O segundo conceito que acredito poder nos ajudar a entender melhor porque tolerar pode ser tão difícil é outro cunhado por Freud no arcabouço psicanalítico – o narcisismos das pequenas diferenças, que seria uma espécie de repugnância gratuita e primária que temos por pessoas ou grupos de nosso próprio meio social, que, muitas vezes, são muito semelhantes a nós mesmos, com afinidades e interesses comuns. Mas os mesmos interesses em comum que poderiam ser algo que nos aproxima, quando percebidos como diferenças, entendemos que não “podemos estar do mesmo lado” e sim em “campos opostos”, lutando pelas mesmas coisas. Pensem em cidades que rivalizam – Rio e São Paulo, países – Brasil e Argentina, entre outros vários exemplos.

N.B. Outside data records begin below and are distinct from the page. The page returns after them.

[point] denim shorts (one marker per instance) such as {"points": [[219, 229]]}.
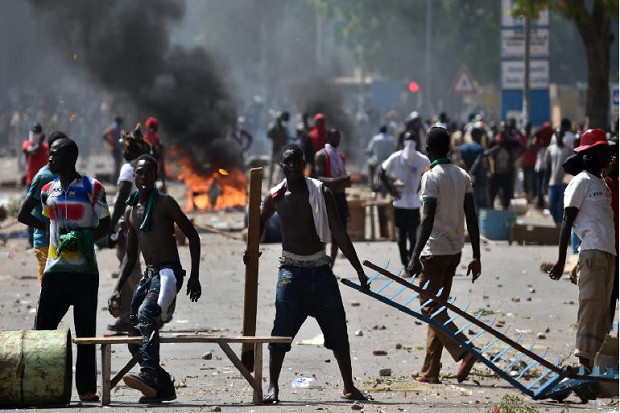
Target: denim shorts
{"points": [[303, 292]]}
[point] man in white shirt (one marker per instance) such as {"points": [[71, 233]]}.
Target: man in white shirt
{"points": [[448, 201], [555, 155], [379, 148], [405, 167], [133, 145], [588, 211]]}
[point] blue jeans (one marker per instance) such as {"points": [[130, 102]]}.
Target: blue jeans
{"points": [[145, 313], [556, 203], [303, 292]]}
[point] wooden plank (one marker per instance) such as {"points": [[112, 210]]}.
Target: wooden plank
{"points": [[106, 365], [250, 299], [238, 364], [258, 373], [190, 338]]}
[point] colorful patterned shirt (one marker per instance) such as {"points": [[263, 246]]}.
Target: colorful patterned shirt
{"points": [[80, 207]]}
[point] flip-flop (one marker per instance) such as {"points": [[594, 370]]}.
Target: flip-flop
{"points": [[357, 395], [270, 399]]}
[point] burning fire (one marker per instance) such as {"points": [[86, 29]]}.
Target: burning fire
{"points": [[221, 189]]}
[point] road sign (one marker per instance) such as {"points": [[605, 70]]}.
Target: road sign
{"points": [[513, 74], [463, 83], [513, 42]]}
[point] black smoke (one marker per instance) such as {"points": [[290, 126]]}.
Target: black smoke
{"points": [[124, 46]]}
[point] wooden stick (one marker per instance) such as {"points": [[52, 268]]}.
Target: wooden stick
{"points": [[250, 300], [106, 355], [257, 397]]}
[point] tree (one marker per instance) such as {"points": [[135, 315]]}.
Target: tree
{"points": [[593, 20]]}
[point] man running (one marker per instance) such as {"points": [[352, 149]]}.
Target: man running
{"points": [[306, 285], [151, 217]]}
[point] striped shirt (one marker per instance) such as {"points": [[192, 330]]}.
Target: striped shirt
{"points": [[80, 206]]}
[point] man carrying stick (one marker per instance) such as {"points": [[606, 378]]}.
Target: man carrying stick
{"points": [[306, 285], [151, 217]]}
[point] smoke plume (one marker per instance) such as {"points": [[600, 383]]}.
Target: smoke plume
{"points": [[125, 47]]}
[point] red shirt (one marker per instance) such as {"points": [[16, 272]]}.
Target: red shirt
{"points": [[318, 137], [529, 155], [36, 160], [612, 183]]}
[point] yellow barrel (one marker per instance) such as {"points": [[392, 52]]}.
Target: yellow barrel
{"points": [[35, 368]]}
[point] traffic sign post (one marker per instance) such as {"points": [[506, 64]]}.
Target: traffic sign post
{"points": [[463, 83]]}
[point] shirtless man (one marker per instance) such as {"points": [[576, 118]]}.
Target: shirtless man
{"points": [[306, 285], [151, 217]]}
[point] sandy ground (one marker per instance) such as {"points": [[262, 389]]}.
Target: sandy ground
{"points": [[508, 272]]}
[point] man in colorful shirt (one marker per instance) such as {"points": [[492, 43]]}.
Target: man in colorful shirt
{"points": [[30, 212], [448, 201], [77, 215]]}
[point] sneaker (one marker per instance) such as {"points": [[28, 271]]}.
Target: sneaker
{"points": [[466, 365], [144, 382], [165, 390], [119, 326], [89, 397]]}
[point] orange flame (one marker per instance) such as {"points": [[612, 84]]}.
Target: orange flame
{"points": [[225, 188]]}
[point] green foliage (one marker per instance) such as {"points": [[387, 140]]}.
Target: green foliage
{"points": [[513, 404]]}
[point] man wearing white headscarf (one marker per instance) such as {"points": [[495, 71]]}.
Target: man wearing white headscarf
{"points": [[404, 170]]}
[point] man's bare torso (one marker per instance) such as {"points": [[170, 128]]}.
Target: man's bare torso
{"points": [[298, 231], [159, 244]]}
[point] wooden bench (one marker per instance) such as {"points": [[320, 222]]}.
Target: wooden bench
{"points": [[255, 381]]}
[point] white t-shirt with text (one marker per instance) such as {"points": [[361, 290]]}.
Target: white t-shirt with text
{"points": [[594, 224], [446, 184]]}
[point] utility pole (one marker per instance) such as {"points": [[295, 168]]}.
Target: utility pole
{"points": [[429, 67], [526, 73]]}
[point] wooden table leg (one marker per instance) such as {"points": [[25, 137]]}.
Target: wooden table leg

Como meras e minúsculas diferenças entre seus membros/as, podem acabar se transformando em antipatias, rixas e até guerras?
“Nas antipatias e aversões não disfarçadas para com estranhos que se acham próximos, podemos reconhecer a expressão de um amor a si próprio, um narcisismo que se empenha na afirmação de si, e se comporta como se a ocorrência de um desvio em relação a seus desenvolvimentos individuais acarretasse uma crítica deles e uma exortação a modificá-los.” (FREUD, 1921/2011, p. 57)
Mas como diria Mesan, na citação que inicia o texto, a cultura pede ao ser social muitas renúncias… Se para viver em sociedade, precisamos nos juntar e sermos afiliado/as a grupos, que muitas vezes nos ameaçam em nossa individualidade, voltamos nossa agressividade, por muitas vezes, por não podermos ser somente aquilo que somos, àqueles que nos parecem diferentes e que podem, quem sabe, estar vivendo as suas individualidade – unimo-nos com os que nos identificamos, para poder hostilizar os que nos são diversos.